La batalla interna fue breve pero despiadada. Con un movimiento final y decisivo, sometí a Ignis, aunque el esfuerzo me dejó temblando de agotamiento. Sabía que no podía permitir que este tira y afloja continuara; debía actuar con rapidez.

Ordené a los cultistas que continuaran la invocación mientras me retiraba momentáneamente para recuperar fuerzas. El caos estaba en el horizonte, y nada —ni siquiera la obstinada resistencia de un sacerdote— podría detener el colapso inminente. Al retirarme a los corredores serpenteantes de piedra antigua, el frío del destino se mezcló con el aroma embriagador de secretos centenarios, reforzando mi convicción de que cada momento era un fragmento de un tapiz de ruina aún mayor.

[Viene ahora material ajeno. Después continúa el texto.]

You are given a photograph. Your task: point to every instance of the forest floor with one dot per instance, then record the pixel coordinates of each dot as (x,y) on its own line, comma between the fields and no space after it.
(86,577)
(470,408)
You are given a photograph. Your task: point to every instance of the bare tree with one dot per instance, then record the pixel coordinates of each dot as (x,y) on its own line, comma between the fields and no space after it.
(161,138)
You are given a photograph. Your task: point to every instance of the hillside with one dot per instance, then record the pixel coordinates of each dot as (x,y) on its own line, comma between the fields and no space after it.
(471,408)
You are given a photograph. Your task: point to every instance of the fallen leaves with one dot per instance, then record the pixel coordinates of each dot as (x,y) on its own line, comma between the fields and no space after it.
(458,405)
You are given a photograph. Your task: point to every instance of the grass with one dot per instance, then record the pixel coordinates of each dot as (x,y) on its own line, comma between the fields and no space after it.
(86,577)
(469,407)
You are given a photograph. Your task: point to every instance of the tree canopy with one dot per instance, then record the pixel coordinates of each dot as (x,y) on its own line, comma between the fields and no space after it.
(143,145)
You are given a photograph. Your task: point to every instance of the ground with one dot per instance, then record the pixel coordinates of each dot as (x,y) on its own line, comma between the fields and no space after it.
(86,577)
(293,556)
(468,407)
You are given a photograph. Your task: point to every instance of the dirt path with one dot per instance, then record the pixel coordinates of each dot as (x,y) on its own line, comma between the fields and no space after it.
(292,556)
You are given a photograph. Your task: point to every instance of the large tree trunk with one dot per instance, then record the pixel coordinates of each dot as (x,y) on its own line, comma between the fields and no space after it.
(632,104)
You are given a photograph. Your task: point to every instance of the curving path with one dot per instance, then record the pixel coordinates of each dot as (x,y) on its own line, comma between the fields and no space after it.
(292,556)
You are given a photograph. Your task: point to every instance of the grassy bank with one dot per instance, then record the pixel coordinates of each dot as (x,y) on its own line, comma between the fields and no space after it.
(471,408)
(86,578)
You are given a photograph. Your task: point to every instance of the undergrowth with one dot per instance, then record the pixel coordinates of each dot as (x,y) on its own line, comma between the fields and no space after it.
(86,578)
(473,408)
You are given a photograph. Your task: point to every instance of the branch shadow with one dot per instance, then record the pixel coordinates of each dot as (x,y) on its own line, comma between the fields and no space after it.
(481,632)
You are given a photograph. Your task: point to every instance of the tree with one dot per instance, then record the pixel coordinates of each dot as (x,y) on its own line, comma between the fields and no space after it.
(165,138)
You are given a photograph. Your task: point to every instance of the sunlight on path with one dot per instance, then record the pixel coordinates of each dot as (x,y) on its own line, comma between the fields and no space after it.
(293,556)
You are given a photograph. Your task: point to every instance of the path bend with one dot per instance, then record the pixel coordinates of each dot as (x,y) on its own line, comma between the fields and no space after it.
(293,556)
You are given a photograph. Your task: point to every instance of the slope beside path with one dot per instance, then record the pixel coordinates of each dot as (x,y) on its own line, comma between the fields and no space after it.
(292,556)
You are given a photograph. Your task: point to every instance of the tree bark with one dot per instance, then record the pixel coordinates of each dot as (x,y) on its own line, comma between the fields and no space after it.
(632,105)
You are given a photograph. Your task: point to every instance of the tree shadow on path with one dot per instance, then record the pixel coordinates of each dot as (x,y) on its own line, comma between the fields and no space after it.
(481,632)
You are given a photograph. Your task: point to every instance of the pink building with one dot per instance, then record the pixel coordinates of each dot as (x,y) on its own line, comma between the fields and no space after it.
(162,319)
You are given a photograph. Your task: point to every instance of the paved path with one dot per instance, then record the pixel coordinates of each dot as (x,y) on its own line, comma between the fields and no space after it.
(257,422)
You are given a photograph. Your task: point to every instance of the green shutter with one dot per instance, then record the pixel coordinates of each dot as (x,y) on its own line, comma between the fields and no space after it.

—El verdadero caos apenas comienza —susurré, mi voz fundiéndose con los murmullos del destino en los muros milenarios—.

En ese instante, la promesa silenciosa de devastación llenó el aire, como si el corazón mismo de Roma estuviera a punto de quebrarse bajo el peso de mis ambiciones oscuras. Avancé hacia las profundidades una vez más, mi mente ya proyectándose hacia las posibilidades que aguardaban. Cada paso por los corredores laberínticos me acercaba a un destino escrito en sangre y dolor: un destino donde cada sacrificio, cada grito de desesperación, sería un peldaño hacia un infierno que marcaría para siempre a la Ciudad Eterna.